- Born: 1848 New York
- Died: 1937 (aged 88–89)
- Education: University of Virginia
- Occupation: Author
- Known for: founder of Pi Kappa Alpha
- Spouse: Frances Gordon Paddock
- Parent: James Waddel Alexander
- Relatives: Archibald Alexander (paternal grandfather)

= William Alexander (insurance writer) =

American author

William Alexander (1848–1937) was an author of over ten works, over sixty-five year employee of The Equitable Life Assurance Society of the United States, and a founder of Pi Kappa Alpha.

==Biography==
Alexander was born to theologian James Waddel Alexander on September 5, 1848. His paternal grandfather was Archibald Alexander, a preacher and theologian, President of Hampden-Sydney College and founder of Princeton Theological Seminary. William's mother was a member of the prestigious Cabell family who assisted Thomas Jefferson in the founding of the University of Virginia.

Although Alexander was born in New York, much of his childhood schooling was at a Virginia school. During the American Civil War he lived in England with his mother, as his father died in 1859.

While attending The University of Virginia he became the youngest of the six founders of Pi Kappa Alpha. Sunday evening March 1, 1868, William Alexander, Frederick Southgate Taylor, Littleton Waller Tazewell (Bradford), James Benjamin Sclater Jr., Julian Edward Wood, and Robertson Howard founded Pi Kappa Alpha at 47 West Range. Despite close contact with his uncle and three fellow fraternity founders all involved in medicine, Alexander sought to pursue the realm of business with Taylor and Tazewell.

Shortly after leaving the University of Virginia, Alexander was offered a temporary position with The Equitable Life Assurance Society of the United States, where his uncle, William Cowper Alexander, had served as first president. However the position became good for over sixty-five years once Alexander's drive and business capacity were realized. He gained positions of assistant secretary, and then company secretary. For over fifty years he oversaw the company as supervisor of publications, editor of periodicals, and the advertising in general. He wrote several histories of the company and was honored on many occasions for services rendered. He published over ten books, most of which dealt with life insurance, sales, or both.

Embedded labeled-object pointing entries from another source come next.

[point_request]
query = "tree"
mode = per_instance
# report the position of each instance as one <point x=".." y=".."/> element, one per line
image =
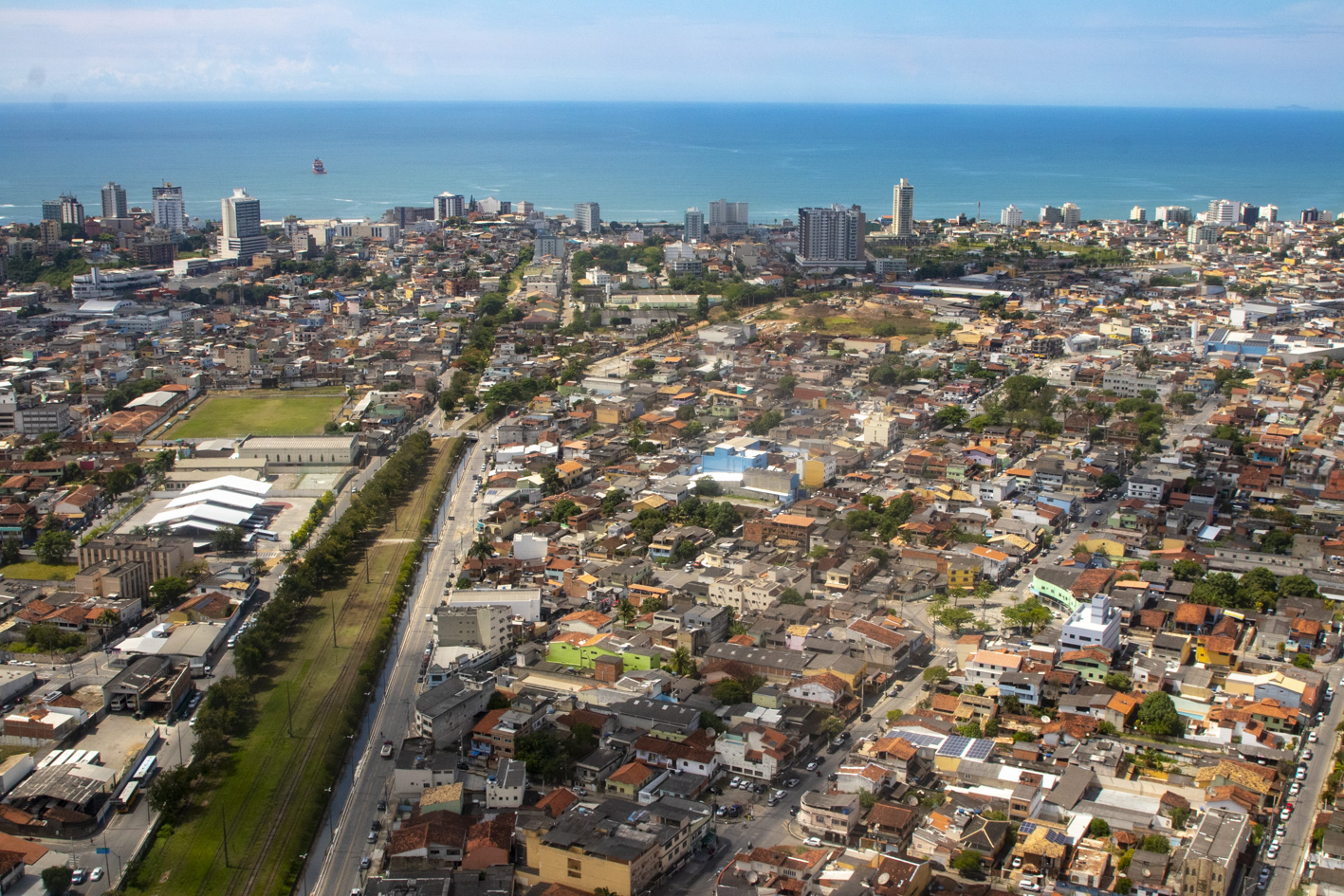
<point x="481" y="550"/>
<point x="1157" y="716"/>
<point x="935" y="674"/>
<point x="1156" y="844"/>
<point x="52" y="545"/>
<point x="732" y="690"/>
<point x="627" y="612"/>
<point x="1117" y="682"/>
<point x="967" y="863"/>
<point x="831" y="727"/>
<point x="682" y="663"/>
<point x="167" y="592"/>
<point x="171" y="790"/>
<point x="950" y="415"/>
<point x="956" y="618"/>
<point x="57" y="879"/>
<point x="1028" y="614"/>
<point x="228" y="539"/>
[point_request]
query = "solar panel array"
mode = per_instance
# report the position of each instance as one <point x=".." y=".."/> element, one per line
<point x="980" y="750"/>
<point x="954" y="747"/>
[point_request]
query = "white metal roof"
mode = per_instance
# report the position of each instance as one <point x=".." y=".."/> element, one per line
<point x="218" y="496"/>
<point x="206" y="512"/>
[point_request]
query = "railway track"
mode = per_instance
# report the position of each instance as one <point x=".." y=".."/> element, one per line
<point x="250" y="869"/>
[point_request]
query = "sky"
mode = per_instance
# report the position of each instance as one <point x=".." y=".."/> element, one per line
<point x="1240" y="54"/>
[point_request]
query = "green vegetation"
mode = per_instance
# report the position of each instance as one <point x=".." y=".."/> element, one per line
<point x="289" y="412"/>
<point x="269" y="744"/>
<point x="1157" y="716"/>
<point x="322" y="506"/>
<point x="41" y="571"/>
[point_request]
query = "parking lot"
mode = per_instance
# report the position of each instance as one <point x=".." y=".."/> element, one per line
<point x="119" y="737"/>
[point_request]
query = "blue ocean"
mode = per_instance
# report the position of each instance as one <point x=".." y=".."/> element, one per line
<point x="648" y="161"/>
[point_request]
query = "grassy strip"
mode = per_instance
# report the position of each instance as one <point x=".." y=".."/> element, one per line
<point x="322" y="506"/>
<point x="289" y="412"/>
<point x="255" y="779"/>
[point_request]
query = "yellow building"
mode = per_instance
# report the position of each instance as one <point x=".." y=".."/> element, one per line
<point x="819" y="470"/>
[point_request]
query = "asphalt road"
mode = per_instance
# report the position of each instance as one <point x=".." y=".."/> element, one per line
<point x="1286" y="868"/>
<point x="345" y="841"/>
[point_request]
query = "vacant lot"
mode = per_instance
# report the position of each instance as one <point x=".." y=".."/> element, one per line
<point x="41" y="571"/>
<point x="863" y="320"/>
<point x="271" y="787"/>
<point x="290" y="412"/>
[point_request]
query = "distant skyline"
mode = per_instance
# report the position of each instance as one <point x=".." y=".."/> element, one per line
<point x="1234" y="54"/>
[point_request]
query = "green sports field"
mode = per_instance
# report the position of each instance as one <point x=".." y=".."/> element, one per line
<point x="290" y="412"/>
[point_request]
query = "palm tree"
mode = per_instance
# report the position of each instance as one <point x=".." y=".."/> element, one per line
<point x="627" y="612"/>
<point x="682" y="661"/>
<point x="481" y="550"/>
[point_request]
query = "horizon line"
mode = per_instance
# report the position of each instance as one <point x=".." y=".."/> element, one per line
<point x="60" y="102"/>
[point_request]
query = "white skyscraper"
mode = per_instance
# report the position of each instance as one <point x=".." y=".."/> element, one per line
<point x="1224" y="212"/>
<point x="113" y="200"/>
<point x="903" y="210"/>
<point x="693" y="225"/>
<point x="449" y="206"/>
<point x="239" y="232"/>
<point x="589" y="216"/>
<point x="168" y="207"/>
<point x="727" y="219"/>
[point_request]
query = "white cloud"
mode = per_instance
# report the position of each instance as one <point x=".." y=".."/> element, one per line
<point x="1144" y="52"/>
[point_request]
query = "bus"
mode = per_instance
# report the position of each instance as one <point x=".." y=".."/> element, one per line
<point x="145" y="770"/>
<point x="125" y="801"/>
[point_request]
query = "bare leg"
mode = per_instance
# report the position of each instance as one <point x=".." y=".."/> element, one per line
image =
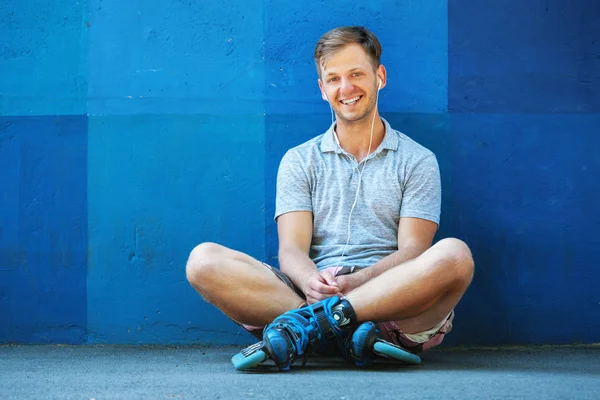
<point x="420" y="293"/>
<point x="240" y="286"/>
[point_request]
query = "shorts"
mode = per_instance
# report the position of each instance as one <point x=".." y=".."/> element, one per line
<point x="415" y="343"/>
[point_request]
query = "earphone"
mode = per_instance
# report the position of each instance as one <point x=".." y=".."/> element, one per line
<point x="360" y="172"/>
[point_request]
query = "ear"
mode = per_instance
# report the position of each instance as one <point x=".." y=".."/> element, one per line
<point x="382" y="74"/>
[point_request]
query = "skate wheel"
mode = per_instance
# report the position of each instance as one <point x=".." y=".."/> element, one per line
<point x="389" y="350"/>
<point x="242" y="362"/>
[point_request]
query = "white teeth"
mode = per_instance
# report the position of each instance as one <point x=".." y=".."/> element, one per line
<point x="351" y="101"/>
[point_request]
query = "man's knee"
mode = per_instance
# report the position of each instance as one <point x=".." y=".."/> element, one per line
<point x="458" y="254"/>
<point x="203" y="263"/>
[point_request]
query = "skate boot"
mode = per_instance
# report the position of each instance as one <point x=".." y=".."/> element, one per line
<point x="295" y="333"/>
<point x="367" y="344"/>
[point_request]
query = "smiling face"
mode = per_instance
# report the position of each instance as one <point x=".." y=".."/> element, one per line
<point x="349" y="81"/>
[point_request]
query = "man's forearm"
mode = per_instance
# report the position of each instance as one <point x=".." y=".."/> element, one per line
<point x="296" y="265"/>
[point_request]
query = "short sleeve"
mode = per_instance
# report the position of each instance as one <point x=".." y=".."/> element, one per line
<point x="422" y="195"/>
<point x="293" y="186"/>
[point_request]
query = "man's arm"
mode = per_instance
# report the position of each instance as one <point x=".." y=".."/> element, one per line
<point x="295" y="236"/>
<point x="415" y="235"/>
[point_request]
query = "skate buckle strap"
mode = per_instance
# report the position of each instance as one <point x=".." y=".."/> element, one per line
<point x="323" y="321"/>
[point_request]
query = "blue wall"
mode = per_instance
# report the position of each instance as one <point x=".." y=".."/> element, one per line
<point x="130" y="133"/>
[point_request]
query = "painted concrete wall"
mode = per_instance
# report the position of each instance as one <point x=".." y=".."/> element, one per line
<point x="129" y="132"/>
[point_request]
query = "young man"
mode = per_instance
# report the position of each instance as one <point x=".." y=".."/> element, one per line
<point x="357" y="209"/>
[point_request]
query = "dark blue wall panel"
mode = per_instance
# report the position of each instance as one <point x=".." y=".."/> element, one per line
<point x="525" y="199"/>
<point x="524" y="56"/>
<point x="43" y="229"/>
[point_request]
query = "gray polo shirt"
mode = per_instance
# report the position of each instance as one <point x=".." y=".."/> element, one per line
<point x="400" y="179"/>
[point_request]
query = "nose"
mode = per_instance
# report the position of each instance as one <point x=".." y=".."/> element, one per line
<point x="346" y="85"/>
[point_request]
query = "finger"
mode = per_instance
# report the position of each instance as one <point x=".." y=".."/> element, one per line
<point x="329" y="278"/>
<point x="323" y="289"/>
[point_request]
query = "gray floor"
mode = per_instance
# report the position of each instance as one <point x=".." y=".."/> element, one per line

The youngest and eldest of the original founders, Alexander preserved his interest of Pi Kappa Alpha, including its massive growth and success. He stayed involved with the fraternity, its founding, ritual, history, and current affairs. He published articles in the fraternity quarterly newsletter quite regularly.

Alexander married Frances Gordon Paddock in 1887 and they had a daughter. Frances died in 1931. He died at nearly ninety years old in 1937 and is buried in the Princeton Cemetery, Princeton, New Jersey.